4.2.1. In your letter, you have sought whether the pending QIP issue upto Rs. 2,000 crores, its pricing and probable impact on Share Capital of the Company, be considered as Unpublished Price Sensitive Information (“UPSI”).

4.2.2. It is noted that the QIP issue will increase the capital of the company and in turn lead to a “change in capital structure” of the company. Change in capital structure of the Company is per se UPSI as per Regulation 2 (1) (n) of PIT Regulations.

4.2.3. Accordingly, the pending QIP issue, its pricing and probable impact on Share Capital of the Company, is a UPSI.

4.3. With respect to query at para 3.2:

4.3.1. In your letter, you have sought whether individual promoters which include the Chairman & Managing Director and Executive Director & CEO of the company or any member of the promoter group can purchase shares of the Company from open market during pendency of QIP.

4.3.2. As per regulation 2(1) (g), “insider” means a “connected person” or a person “in possession of or having access to unpublished price sensitive information”. Regulation 2(1) (d) provides that a “connected person” means any person who is or has during the six months prior to the concerned act been associated with the company, directly or indirectly, in any capacity or by being a director, officer or an employee of the company holds any position that allows such person, directly or indirectly, access to UPSI or is reasonably expected to allow such access. Therefore, the Chairman & Managing Director and Executive Director & CEO of the Company are “connected persons” and thereby deemed to be “insiders”. Further, based on facts and circumstances of each case, a member of the Promoter Group may be deemed to be “connected person” or may be in possession of UPSI or may have access to UPSI. Hence, such members of the Promoter Group may also be covered under the definition of “insider”.

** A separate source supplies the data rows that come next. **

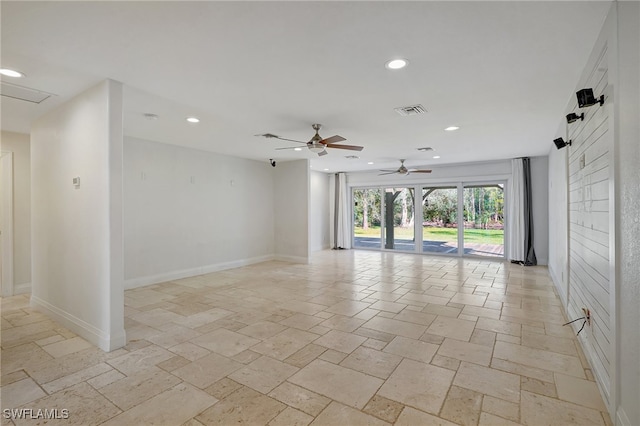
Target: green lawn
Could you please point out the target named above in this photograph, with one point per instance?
(431, 233)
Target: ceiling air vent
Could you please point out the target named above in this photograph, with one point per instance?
(411, 110)
(23, 93)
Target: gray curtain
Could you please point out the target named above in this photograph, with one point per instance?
(529, 252)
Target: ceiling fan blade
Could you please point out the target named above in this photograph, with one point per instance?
(272, 136)
(332, 139)
(349, 147)
(290, 140)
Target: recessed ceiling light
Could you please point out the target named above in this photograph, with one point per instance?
(396, 64)
(11, 73)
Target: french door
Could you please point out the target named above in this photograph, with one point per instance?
(457, 219)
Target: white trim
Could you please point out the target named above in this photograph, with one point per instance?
(22, 288)
(293, 259)
(7, 224)
(200, 270)
(90, 333)
(622, 418)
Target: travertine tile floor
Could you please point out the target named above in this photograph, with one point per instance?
(356, 337)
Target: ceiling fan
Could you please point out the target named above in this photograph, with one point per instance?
(402, 170)
(316, 144)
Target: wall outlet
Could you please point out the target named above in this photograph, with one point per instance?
(587, 315)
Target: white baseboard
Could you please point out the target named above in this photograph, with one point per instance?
(292, 259)
(106, 342)
(22, 288)
(192, 272)
(622, 418)
(557, 283)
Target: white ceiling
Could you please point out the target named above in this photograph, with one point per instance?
(502, 71)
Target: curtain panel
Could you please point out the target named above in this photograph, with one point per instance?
(520, 214)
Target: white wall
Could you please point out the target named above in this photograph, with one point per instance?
(292, 204)
(188, 212)
(319, 213)
(20, 146)
(601, 237)
(627, 216)
(558, 221)
(77, 272)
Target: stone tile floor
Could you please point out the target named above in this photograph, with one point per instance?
(355, 337)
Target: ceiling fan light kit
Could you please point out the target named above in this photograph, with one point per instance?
(402, 170)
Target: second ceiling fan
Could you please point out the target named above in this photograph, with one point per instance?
(317, 144)
(402, 170)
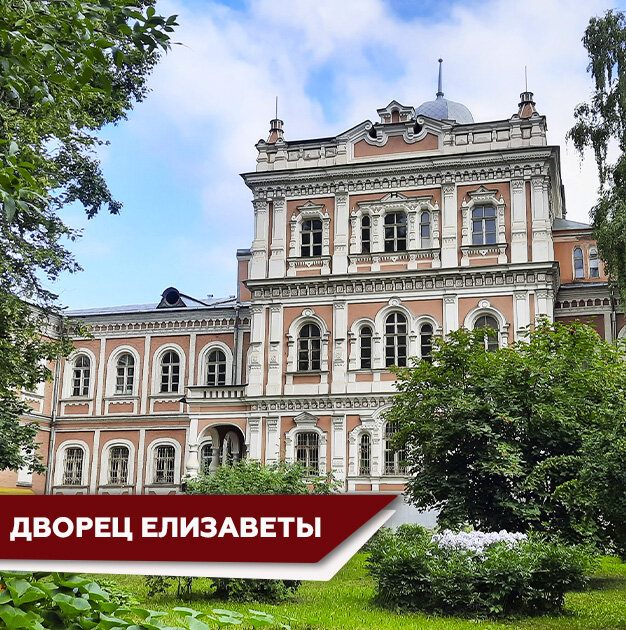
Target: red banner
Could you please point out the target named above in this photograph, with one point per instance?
(274, 529)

4.3.3. Regulation 3 of PIT Regulations inter alia prohibits the communication or procurement of UPSI to any person including other insiders except where such communication is used for legitimate purposes and for performance of duties or discharge of legal obligations. Further, regulation 4(1) of the PIT Regulations inter alia states that no insider shall trade in securities that are listed or proposed to be listed on a stock exchange when in possession of the UPSI.

4.3.4. It may be noted that proviso to regulation 4(1) of the PIT Regulations provides the circumstances which an insider may demonstrate to prove his innocence; which inter alia includes a trading plan set up in accordance with regulation 5 of the PIT Regulations. Regulation 5 of the PIT Regulations provides an option to persons who may be perpetually in possession of UPSI, to trade by formulating a trading plan in compliance with the procedure mentioned in the regulation.

5. This position is specific to the information furnished in the letter under reference. Any difference in facts or conditions may entail different interpretation. Further, this letter does not contain any decision of the Board on the queries referred.

6. It may also be noted that the above views are expressed only with respect to the clarification sought in the letter under reference with respect to the PIT Regulations and do not affect the requirements or applicability of any of the provisions of the Securities and Exchange Board of India Act, 1992, or the rules or the regulations made thereunder that are administered by the Securities and Exchange Board of India or by any other authority.